Gene therapy trial improves sight in blind toddlers

Four toddlers born with a severe form of childhood blindness have experienced “life-changing improvements” to their sight after participating in an experimental gene therapy trial. 

Before the therapy, these children, who were legally blind after experiencing a rapidly deteriorating vision from birth, could only distinguish between light and dark.

Following the treatment at Moorfields Eye Hospital, parents reported significant improvements, with some children now able to begin drawing and writing. 

Jace, one of the toddlers, received therapy at two years old. Before treatment, Jace couldn’t track objects. Now, he can pick up small toys and react to bright sunlight, marking a remarkable transformation in his ability to engage with the world. 

“This treatment has the potential to transform lives,” said professor James Bainbridge, a retinal surgeon at Moorfields Eye Hospital. “Early intervention in genetic eye diseases can make a profound difference in development and interaction with the world.” 

What does this mean for macular disease?  

This breakthrough builds on previous success in gene therapy for inherited eye diseases. Gene therapy involves adding, removing, or editing genes in cells to correct mutations that cause diseases.

The approach typically involves injecting healthy copies of a defective gene into the retina at an early stage to halt or slow degeneration. For individuals with macular disease, a similar method could be used to slow or prevent vision loss. 

The results from this trial offer hope for people with genetic forms of macular disease, potentially paving the way for treatments that restore or preserve vision.

Many macular dystrophies, such as Stargardt disease, Best disease, and Sorsby Fundus dystrophy, are caused by a mutation in a single gene.

These diseases often run in families, with children inheriting the faulty gene, leading to abnormal or dying retinal cells and resulting vision loss.

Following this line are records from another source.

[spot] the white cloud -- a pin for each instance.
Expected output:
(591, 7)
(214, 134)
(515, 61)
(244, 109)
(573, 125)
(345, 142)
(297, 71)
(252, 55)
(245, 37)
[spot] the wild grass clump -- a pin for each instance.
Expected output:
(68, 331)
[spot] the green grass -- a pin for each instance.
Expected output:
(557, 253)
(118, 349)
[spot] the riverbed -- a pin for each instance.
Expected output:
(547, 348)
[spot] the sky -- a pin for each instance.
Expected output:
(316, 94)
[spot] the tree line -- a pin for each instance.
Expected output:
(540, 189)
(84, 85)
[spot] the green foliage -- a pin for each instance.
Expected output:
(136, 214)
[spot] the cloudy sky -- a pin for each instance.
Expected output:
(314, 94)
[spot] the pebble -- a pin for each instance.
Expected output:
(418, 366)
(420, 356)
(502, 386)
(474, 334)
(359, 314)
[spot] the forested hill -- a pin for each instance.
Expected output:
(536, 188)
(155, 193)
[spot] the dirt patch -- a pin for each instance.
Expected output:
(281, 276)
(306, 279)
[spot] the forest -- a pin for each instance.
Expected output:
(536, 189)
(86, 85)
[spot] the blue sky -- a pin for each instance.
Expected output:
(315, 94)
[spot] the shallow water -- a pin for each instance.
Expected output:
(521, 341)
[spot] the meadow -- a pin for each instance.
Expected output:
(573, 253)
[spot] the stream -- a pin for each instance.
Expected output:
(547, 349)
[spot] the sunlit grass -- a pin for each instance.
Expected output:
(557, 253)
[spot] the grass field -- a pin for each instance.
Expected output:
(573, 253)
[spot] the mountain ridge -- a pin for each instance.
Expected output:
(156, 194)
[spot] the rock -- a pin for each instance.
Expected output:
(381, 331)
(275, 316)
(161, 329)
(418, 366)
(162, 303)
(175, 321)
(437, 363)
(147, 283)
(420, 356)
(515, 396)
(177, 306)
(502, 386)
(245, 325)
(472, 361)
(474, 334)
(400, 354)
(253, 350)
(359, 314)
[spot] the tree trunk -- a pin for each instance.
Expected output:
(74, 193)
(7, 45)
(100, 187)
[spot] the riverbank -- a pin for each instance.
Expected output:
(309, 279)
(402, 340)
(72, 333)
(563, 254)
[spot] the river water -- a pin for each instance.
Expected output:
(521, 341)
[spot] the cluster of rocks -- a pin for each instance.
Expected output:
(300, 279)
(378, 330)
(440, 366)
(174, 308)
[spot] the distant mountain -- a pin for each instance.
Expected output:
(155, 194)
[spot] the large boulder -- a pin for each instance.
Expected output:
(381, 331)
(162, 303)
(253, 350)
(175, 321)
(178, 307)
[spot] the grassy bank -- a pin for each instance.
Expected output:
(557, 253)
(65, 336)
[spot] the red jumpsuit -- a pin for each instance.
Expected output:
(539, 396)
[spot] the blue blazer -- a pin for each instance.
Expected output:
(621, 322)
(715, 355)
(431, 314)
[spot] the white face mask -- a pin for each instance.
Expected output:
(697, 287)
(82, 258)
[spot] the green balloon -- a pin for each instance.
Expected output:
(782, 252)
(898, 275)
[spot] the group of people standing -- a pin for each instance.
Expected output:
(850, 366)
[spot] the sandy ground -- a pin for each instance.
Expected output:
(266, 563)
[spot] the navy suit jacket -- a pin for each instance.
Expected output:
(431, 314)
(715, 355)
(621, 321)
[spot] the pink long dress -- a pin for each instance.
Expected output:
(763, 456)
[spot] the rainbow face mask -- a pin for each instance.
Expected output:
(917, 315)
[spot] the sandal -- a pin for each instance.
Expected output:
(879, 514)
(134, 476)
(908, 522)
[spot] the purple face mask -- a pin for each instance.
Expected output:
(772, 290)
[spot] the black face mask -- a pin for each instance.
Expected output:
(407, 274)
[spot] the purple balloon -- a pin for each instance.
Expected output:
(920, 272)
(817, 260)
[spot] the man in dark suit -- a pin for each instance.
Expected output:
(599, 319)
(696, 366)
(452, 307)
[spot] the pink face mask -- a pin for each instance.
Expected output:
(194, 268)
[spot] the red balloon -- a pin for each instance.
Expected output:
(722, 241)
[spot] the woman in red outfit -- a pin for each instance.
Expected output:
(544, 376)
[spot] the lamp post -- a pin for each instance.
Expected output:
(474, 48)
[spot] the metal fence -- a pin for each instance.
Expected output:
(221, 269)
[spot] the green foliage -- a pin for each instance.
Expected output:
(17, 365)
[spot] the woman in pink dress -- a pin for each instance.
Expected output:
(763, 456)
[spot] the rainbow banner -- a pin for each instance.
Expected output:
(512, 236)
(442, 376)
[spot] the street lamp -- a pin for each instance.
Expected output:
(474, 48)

Through gene therapy, researchers hope to correct, replace, or edit the faulty genes to restore retinal cell function and prevent further degeneration. 

While conditions like Stargardt disease and other retinal dystrophies have different genetic causes, researchers are exploring ways to correct these defects through gene editing, or by silencing faulty genes.

Gene therapy and AMD 

Studies are also looking into gene therapy for age-related macular degeneration (AMD), though these work slightly differently.

In AMD, the therapy involves introducing a new gene that enables the body to produce a drug that can combat the disease, such as a treatment for wet AMD that traditionally requires frequent injections.

Gene therapy could reduce the need for repeated treatments by allowing the eye to produce its own therapeutic drug. 

Professor Andrew Lotery from the University of Southampton, describes gene therapy as an exciting area of research, showing promising results. Speaking on a recent My Macular and Me webinar, he said: “Expertise with gene therapy is increasing in ophthalmology, and I think we will see treatments for AMD, particularly for wet AMD, in the next few years.” 

Clinical trials for gene therapy 

Clinical trials are testing new treatments for inherited eye diseases, such as Stargardt disease. The Macular Society has previously funded, and continues to fund, research projects to advance gene therapy.

One example is a £120,000 co-funded study with Retina UK, led by Professor Jacqueline van der Spuy at UCL’s Institute of Ophthalmology.

This project aims to test whether a novel gene editing technique, known as prime editing, can repair a mutation that causes Stargardt disease. Currently, there are no treatments for this condition, but researchers hope this approach could offer a breakthrough in correcting the underlying genetic mutation. 

The success of this recent study at Moorfields shows that gene therapy could be a promising treatment for macular disease.

Scientists are working hard to improve gene therapy as a potential solution for stopping or slowing vision loss.

This treatment could ultimately change the lives of people affected by genetic forms of macular diseases, bringing hope to those who have previously faced limited options for their conditions.